Selective laser trabeculoplasty or SLT is a new gentle, non-invasive treatment for glaucoma which is especially suited to patients who cant tolerate or are unable to self-administer glaucoma medications,
By DR BRIAN VAN ONSELEN
Published in Mims OPTIMAG Volume 1 / 2013

Laser surgeries have become important in the treatment of different eye problems and diseases, including glaucoma.

Of course, there are several types of laser surgery used to treat glaucoma and the type of laser surgery used by an ophthalmologist will depend on the form of glaucoma presented by the patient and how severe it is.

Lasers produce a focused beam of light that can make a very small burn or opening in the eye tissue, depending on the strength of the light beam, and treatments are performed in an outpatient setting in the doctor's office or in a hospital clinic.

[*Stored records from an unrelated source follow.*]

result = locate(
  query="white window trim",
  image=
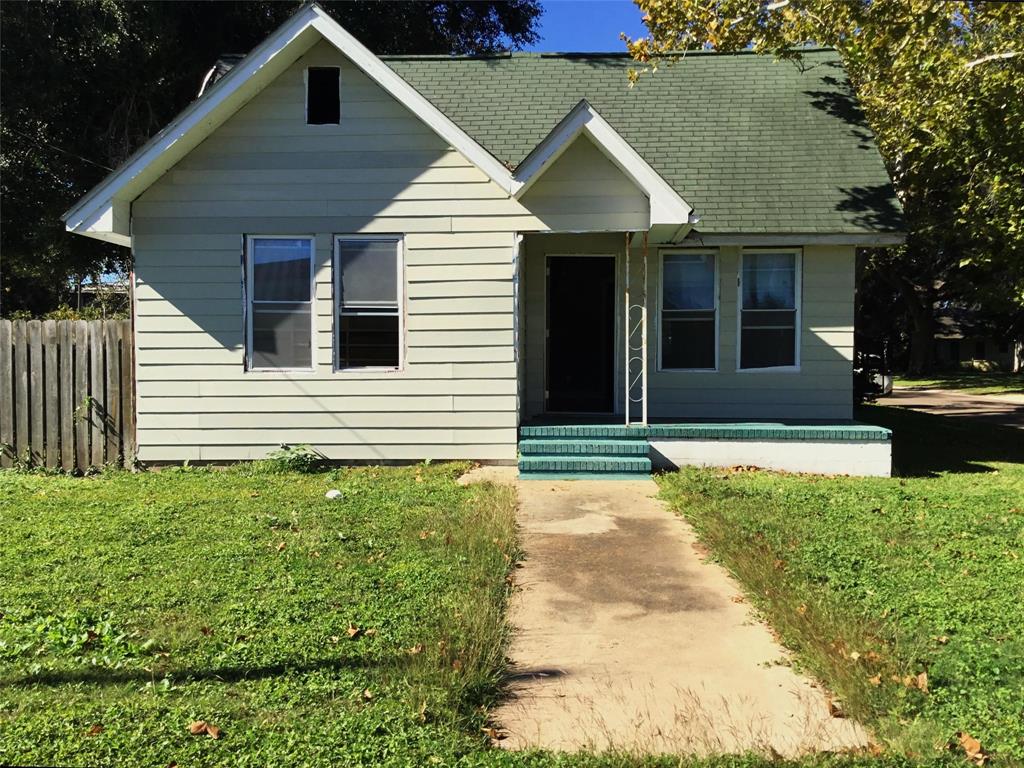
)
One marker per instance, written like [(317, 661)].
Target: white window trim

Selective laser trabeculoplasty, or SLT, is a gentle and non-invasive treatment for glaucoma which has received a lot of interest from ophthalmologists in the recent year or so. This quick and simple procedure is an effective option for most glaucoma patients, but is especially suited to patients who cannot tolerate or are unable to self-administer glaucoma medications. Highly effective, SLT is used as a primary treatment for the early stages of open angle glaucoma, and can also be used in combination with drug therapy, or as an alternative therapy when drugs fail. It is also a flexible treatment option, because it can be repeated, if necessary, depending on the individual patient's response.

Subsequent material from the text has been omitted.